The attached code is described in the paper "Floating-Point Data Compression at 75 Gb/s on a GPU", available from the ACM (http://dl.acm.org/citation.cfm?doid=1964179.1964189) or at http://www.cs.txstate.edu/~mb92/papers/gpgpu11.pdf.

For up-to-date code, compilation instructions and command-line examples, please refer to: http://www.cs.txstate.edu/~burtscher/research/GFC/

GFC is a GPU-based compressor/decompressor written in CUDA C for binary IEEE 754 64-bit double-precision floating-point data. Two versions are provided: v1 is targeted for compute capability 1.x devices and v2 for devices of compute capability 2.x.

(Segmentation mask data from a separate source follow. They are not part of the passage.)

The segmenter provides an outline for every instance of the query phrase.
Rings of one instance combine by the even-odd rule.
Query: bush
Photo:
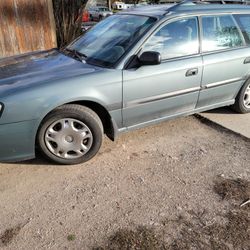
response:
[[[63,48],[81,34],[82,13],[87,0],[53,0],[57,43]]]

Sample little-endian datasets are available at: http://www.csl.cornell.edu/~burtscher/research/FPC/datasets.html

The executable accepts 3 arguments in compress mode: x, y, and z. It compresses/decompresses the data set using x blocks and y warps/block, as well as an optional z parameter, which specifies the dimensionality of the data set (and which defaults, when not specified, to z=1). Decompression requires no arguments.

Data is compressed/decompressed from standard input and written to standard output. For best performance, x*y is recommended to be the maximum number of warps resident on the target GPU.

Important: The provided code is not meant to be used as is. (While it should work correctly, it is slow due to sequential data transfers.) Rather, it is meant as an example of how to call the parallel compression and decompression routines from your own code.

Note that the raw data file has to be a multiple of 8 bytes long and should contain nothing but binary double-precision values. Only little-endian systems are currently supported.